Part of what I have done in this case is show experts her death certificate. Even though it was a drug overdose, that was listed No. 3 on the death certificate, and it was called a natural death by the doctor in the hospital. So her overdose didn’t count toward CDC mortality data or suicide numbers or anything. It was just like she never existed. Growing up in the pill culture and around her addiction, I naturally had a lot of anger. This lawsuit is really helping to change the conversation where addicts are concerned. So much of the judgment and anger I had toward my mother has gone away because of the forgiveness that I found in the truth. That’s been the most important part of this litigation to me, is changing the way I think about addicts, forgiving myself and the addict for everything that’s happened, and then figuring out how we’re going to change the conversation going forward.
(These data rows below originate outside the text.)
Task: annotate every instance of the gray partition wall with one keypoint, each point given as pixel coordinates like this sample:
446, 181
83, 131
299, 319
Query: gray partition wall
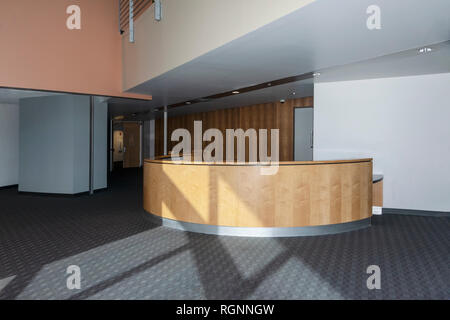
54, 144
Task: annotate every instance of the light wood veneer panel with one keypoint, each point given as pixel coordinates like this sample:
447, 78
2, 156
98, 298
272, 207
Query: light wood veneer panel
301, 194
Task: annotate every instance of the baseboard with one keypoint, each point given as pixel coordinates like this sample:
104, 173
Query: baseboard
377, 211
61, 195
12, 186
411, 212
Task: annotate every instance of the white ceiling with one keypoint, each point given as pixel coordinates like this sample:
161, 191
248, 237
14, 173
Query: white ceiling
405, 63
321, 35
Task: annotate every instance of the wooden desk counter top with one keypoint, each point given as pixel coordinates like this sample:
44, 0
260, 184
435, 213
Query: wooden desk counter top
305, 193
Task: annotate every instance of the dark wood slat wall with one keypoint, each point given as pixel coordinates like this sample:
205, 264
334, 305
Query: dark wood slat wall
274, 115
139, 6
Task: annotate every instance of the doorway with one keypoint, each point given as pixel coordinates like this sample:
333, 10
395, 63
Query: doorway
127, 142
303, 134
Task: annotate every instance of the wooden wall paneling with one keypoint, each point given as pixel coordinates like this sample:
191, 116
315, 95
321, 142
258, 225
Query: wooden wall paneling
260, 116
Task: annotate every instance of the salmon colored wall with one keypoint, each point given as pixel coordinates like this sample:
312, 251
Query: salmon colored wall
37, 50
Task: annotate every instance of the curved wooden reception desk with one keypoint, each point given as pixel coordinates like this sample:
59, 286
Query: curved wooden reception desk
302, 198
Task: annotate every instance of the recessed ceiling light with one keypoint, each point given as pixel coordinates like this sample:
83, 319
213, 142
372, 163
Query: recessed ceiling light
425, 50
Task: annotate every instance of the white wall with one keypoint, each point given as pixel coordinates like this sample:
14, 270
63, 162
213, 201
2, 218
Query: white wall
9, 144
403, 123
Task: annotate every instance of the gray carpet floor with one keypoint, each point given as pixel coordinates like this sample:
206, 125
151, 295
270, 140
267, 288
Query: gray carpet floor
123, 256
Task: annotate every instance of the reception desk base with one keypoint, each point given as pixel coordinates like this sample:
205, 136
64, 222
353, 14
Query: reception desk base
260, 231
301, 199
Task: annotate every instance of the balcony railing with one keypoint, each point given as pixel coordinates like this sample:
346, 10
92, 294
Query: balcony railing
139, 6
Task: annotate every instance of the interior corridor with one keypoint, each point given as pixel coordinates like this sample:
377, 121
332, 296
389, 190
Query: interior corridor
123, 256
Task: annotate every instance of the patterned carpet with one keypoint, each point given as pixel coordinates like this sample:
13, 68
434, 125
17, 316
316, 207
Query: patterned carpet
123, 256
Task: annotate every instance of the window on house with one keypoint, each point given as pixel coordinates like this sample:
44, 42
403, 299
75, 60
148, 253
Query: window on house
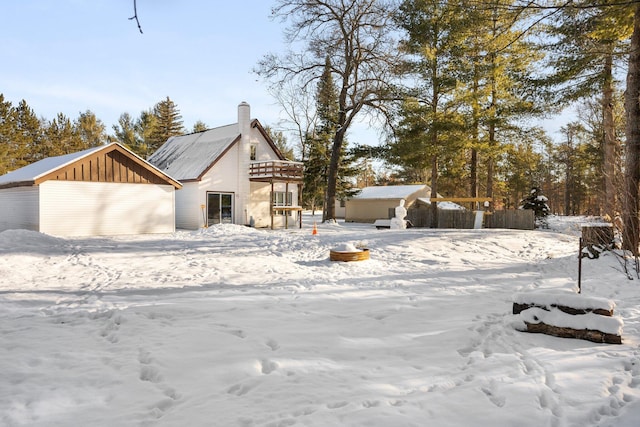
281, 198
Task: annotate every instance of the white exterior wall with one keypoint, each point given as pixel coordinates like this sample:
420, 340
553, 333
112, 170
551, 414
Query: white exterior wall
70, 208
19, 208
224, 177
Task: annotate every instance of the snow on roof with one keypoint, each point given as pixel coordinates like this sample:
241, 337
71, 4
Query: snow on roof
188, 156
389, 192
42, 167
447, 206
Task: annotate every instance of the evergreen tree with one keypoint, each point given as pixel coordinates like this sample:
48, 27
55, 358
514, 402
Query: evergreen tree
125, 133
589, 42
356, 36
199, 126
61, 137
7, 135
435, 32
30, 140
90, 129
147, 133
168, 123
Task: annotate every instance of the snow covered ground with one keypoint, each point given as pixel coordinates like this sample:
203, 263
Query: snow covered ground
233, 326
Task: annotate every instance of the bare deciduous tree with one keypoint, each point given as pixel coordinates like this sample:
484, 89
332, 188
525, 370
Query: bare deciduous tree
355, 35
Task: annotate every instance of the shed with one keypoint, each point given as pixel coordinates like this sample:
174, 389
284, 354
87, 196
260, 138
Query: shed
376, 202
105, 190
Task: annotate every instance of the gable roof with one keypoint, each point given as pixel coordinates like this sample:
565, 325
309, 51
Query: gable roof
52, 167
189, 157
390, 191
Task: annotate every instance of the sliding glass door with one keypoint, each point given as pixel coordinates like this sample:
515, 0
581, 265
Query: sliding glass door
219, 208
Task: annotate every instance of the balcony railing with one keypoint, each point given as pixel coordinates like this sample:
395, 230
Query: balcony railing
277, 170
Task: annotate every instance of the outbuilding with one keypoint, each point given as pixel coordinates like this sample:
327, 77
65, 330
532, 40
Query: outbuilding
105, 190
378, 202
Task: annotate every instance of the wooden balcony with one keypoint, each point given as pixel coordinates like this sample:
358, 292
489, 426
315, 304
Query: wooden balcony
276, 171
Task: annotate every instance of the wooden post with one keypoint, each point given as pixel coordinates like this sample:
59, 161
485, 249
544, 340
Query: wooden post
271, 204
580, 267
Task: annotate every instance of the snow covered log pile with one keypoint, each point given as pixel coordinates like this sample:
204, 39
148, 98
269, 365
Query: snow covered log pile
568, 315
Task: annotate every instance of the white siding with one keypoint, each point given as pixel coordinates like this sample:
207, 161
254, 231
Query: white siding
19, 208
223, 177
93, 208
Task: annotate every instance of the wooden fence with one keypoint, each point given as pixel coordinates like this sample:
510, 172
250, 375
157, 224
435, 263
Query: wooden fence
521, 219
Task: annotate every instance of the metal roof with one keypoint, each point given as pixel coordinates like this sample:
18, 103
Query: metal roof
187, 157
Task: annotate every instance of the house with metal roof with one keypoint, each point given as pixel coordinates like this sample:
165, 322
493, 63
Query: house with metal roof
232, 174
105, 190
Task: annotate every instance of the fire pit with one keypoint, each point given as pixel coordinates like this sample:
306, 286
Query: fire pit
348, 252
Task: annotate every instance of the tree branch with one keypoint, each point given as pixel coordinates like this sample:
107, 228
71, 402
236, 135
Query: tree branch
135, 16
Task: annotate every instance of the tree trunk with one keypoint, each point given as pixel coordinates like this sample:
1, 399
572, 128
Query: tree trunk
632, 129
434, 191
608, 203
332, 178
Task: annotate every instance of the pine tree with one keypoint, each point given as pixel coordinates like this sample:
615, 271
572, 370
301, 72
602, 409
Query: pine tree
357, 38
199, 126
7, 135
30, 139
146, 133
168, 123
590, 40
90, 129
61, 137
434, 34
125, 133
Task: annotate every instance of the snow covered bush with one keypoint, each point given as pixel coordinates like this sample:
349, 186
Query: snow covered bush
538, 203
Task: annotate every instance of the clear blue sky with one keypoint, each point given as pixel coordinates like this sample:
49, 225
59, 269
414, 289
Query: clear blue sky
70, 56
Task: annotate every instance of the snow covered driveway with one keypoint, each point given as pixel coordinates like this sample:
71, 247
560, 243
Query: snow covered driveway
233, 326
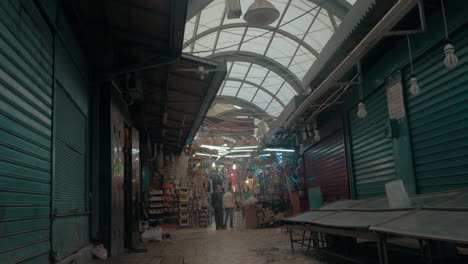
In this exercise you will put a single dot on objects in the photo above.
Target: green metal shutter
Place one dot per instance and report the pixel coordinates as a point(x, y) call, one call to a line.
point(71, 224)
point(26, 64)
point(372, 150)
point(438, 118)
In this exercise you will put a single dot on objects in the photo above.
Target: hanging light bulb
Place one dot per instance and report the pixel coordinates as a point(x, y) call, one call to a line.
point(451, 59)
point(316, 135)
point(362, 112)
point(414, 89)
point(414, 86)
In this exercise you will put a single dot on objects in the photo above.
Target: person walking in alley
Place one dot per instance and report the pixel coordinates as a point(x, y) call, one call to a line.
point(217, 202)
point(229, 204)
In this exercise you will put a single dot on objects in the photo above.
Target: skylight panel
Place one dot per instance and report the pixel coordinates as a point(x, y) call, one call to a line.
point(262, 99)
point(256, 74)
point(273, 82)
point(239, 69)
point(282, 50)
point(211, 16)
point(259, 40)
point(229, 91)
point(274, 108)
point(286, 93)
point(229, 39)
point(247, 92)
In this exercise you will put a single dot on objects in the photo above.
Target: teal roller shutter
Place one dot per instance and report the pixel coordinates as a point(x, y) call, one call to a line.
point(438, 119)
point(26, 55)
point(71, 224)
point(372, 150)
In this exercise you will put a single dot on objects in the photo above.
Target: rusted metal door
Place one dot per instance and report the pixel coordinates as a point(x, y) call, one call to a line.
point(325, 163)
point(117, 182)
point(136, 178)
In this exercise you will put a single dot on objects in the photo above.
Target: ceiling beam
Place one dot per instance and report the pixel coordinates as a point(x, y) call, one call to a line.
point(259, 87)
point(195, 6)
point(225, 99)
point(244, 25)
point(244, 112)
point(339, 8)
point(271, 64)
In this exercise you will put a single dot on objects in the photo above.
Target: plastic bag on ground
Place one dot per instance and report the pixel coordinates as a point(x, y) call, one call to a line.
point(154, 234)
point(100, 252)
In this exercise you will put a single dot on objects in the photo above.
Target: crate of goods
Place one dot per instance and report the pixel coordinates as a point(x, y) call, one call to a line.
point(184, 197)
point(155, 205)
point(184, 222)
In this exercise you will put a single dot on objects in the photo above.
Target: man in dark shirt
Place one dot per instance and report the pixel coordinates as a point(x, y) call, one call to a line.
point(217, 202)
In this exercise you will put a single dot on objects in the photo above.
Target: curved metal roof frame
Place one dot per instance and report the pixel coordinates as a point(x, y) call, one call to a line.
point(337, 7)
point(297, 46)
point(244, 112)
point(245, 25)
point(268, 63)
point(257, 86)
point(226, 99)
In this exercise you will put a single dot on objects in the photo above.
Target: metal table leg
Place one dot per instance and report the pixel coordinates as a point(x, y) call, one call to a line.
point(303, 237)
point(310, 239)
point(291, 238)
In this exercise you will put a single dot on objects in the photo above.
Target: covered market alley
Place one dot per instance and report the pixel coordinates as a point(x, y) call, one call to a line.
point(233, 131)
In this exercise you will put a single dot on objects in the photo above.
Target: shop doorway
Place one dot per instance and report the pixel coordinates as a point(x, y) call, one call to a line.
point(128, 191)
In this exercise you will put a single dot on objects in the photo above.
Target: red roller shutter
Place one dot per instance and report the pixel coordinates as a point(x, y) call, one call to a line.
point(325, 163)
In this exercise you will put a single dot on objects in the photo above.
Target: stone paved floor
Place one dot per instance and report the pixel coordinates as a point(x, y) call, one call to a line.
point(211, 246)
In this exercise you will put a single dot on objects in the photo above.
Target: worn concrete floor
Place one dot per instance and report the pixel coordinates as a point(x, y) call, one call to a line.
point(211, 246)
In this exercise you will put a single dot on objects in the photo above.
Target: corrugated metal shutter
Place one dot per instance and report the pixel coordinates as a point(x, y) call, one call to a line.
point(439, 119)
point(372, 150)
point(325, 166)
point(26, 52)
point(71, 224)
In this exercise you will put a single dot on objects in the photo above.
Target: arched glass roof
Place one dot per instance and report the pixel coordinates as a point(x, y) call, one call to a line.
point(266, 64)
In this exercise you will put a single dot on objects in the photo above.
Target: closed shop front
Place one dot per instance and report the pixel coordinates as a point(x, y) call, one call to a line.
point(70, 200)
point(438, 118)
point(43, 139)
point(325, 164)
point(26, 72)
point(371, 150)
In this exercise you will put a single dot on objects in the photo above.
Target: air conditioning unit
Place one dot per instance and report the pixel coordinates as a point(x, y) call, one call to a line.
point(233, 9)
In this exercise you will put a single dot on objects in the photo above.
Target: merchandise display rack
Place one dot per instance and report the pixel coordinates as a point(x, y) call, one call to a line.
point(171, 206)
point(203, 216)
point(183, 207)
point(156, 206)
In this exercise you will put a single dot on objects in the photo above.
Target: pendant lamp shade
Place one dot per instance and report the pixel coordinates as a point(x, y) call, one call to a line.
point(261, 13)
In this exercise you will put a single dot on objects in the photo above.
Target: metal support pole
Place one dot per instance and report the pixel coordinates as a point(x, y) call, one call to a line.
point(316, 244)
point(303, 237)
point(291, 238)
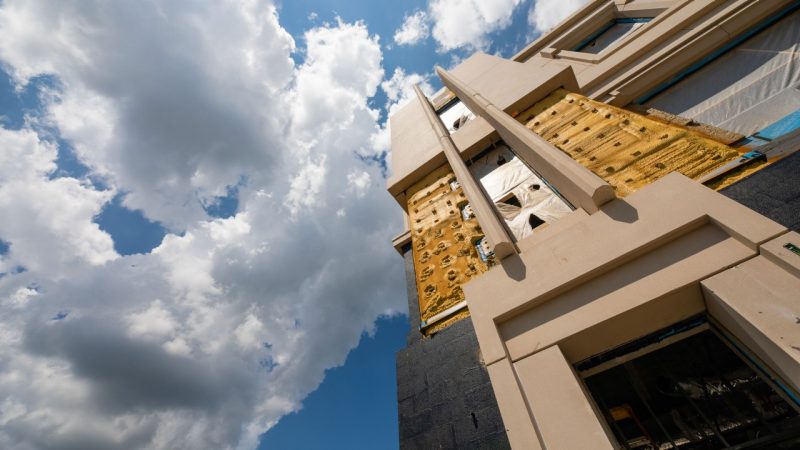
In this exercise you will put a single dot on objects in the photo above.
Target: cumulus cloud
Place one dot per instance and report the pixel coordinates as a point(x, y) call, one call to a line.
point(399, 90)
point(47, 221)
point(545, 14)
point(466, 23)
point(224, 328)
point(413, 30)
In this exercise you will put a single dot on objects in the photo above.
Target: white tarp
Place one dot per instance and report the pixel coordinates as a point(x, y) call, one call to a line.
point(746, 89)
point(502, 174)
point(456, 116)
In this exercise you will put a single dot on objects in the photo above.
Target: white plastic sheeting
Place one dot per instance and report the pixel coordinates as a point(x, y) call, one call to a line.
point(502, 174)
point(456, 116)
point(746, 89)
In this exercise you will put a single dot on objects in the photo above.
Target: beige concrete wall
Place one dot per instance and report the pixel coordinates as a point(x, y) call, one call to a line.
point(682, 32)
point(601, 280)
point(509, 85)
point(758, 301)
point(591, 282)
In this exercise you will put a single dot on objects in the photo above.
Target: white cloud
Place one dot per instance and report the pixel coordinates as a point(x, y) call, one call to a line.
point(210, 339)
point(413, 30)
point(399, 90)
point(466, 23)
point(545, 14)
point(47, 221)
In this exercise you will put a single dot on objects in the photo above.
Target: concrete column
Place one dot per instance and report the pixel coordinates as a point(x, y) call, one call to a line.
point(561, 408)
point(493, 228)
point(577, 183)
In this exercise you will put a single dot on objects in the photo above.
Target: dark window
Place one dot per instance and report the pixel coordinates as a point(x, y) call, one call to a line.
point(693, 394)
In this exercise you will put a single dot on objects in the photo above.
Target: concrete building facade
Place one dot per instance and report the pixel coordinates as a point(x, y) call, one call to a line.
point(601, 235)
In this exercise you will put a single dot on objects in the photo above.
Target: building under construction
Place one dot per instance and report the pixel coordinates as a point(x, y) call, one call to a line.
point(601, 238)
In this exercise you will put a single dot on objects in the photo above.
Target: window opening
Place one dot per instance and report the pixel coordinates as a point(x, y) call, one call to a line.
point(696, 393)
point(521, 197)
point(456, 116)
point(610, 33)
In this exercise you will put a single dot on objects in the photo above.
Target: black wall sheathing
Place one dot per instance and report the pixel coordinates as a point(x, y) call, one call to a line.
point(445, 399)
point(773, 191)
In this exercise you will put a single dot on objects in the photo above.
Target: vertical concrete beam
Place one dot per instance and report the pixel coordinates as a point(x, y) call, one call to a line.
point(495, 230)
point(561, 407)
point(575, 182)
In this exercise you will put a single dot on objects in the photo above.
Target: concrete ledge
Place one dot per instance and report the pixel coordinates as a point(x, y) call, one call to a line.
point(768, 327)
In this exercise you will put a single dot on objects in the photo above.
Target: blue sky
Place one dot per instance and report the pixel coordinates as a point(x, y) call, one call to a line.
point(194, 228)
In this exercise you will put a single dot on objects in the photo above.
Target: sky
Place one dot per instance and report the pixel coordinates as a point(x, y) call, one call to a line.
point(195, 236)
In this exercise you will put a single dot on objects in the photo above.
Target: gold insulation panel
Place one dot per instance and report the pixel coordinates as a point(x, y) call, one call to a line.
point(443, 245)
point(625, 149)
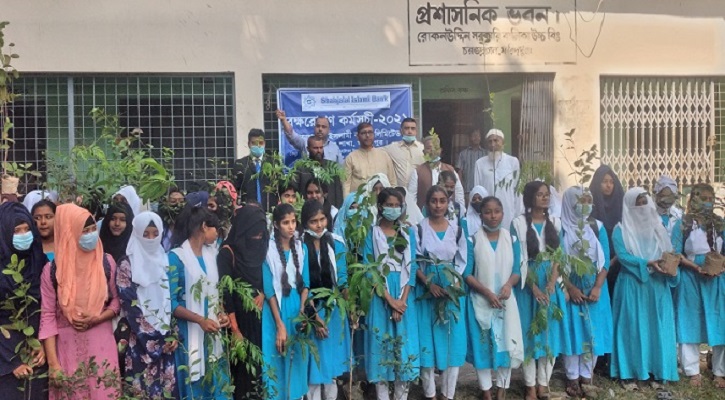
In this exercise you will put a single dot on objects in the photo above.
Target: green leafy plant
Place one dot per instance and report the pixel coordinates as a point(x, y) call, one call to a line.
point(116, 158)
point(8, 74)
point(18, 305)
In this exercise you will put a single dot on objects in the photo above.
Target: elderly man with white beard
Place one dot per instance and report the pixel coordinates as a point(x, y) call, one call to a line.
point(499, 174)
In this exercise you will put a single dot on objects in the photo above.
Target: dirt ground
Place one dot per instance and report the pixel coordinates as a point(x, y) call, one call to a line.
point(468, 388)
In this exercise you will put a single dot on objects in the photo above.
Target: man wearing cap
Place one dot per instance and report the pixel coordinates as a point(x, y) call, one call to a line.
point(466, 161)
point(428, 173)
point(322, 131)
point(366, 161)
point(407, 153)
point(499, 174)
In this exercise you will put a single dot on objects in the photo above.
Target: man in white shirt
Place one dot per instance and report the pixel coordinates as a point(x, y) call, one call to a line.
point(407, 153)
point(499, 174)
point(322, 131)
point(363, 163)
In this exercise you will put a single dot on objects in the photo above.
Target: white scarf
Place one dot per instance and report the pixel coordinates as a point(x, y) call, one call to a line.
point(276, 267)
point(520, 229)
point(380, 246)
point(570, 221)
point(493, 269)
point(148, 270)
point(193, 274)
point(644, 235)
point(330, 253)
point(34, 196)
point(697, 245)
point(445, 249)
point(473, 218)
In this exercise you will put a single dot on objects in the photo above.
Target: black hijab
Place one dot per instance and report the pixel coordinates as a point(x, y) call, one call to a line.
point(607, 209)
point(116, 245)
point(11, 215)
point(249, 240)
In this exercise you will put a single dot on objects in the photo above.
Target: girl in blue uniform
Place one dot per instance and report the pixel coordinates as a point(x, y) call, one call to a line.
point(286, 286)
point(328, 270)
point(43, 213)
point(642, 309)
point(588, 308)
point(441, 337)
point(495, 341)
point(392, 323)
point(700, 298)
point(195, 302)
point(538, 232)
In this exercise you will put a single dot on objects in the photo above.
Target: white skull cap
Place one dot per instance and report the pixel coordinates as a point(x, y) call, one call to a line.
point(495, 132)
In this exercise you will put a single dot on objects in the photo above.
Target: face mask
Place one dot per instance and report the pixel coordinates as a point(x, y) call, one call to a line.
point(23, 241)
point(89, 241)
point(314, 234)
point(256, 151)
point(408, 139)
point(665, 202)
point(584, 210)
point(392, 213)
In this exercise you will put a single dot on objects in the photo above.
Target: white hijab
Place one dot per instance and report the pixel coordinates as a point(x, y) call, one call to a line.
point(148, 270)
point(473, 218)
point(34, 196)
point(129, 193)
point(644, 235)
point(570, 222)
What else should people know about all of this?

My four-alarm fire right now is fentanyl. There has been a sharp uptick in fentanyl in the past three years. The supply of prescription opioids has shifted downward, just enough to create a market for fake pills. We’re seeing fentanyl showing up in places we never thought it would, in other recreational drugs. With a pill culture like we have in Dallas, I see a real danger. Recreational drug use is extremely common and to act like it’s not is just not connected to reality. 

It seems in recent years the conversation really has changed, and there’s a growing acknowledgment of how anyone can become a drug addict.

That’s what makes this a public health issue, not a criminal justice issue. There are so many people that have access to these drugs specifically because they’re just floating around in everyone’s medicine cabinet.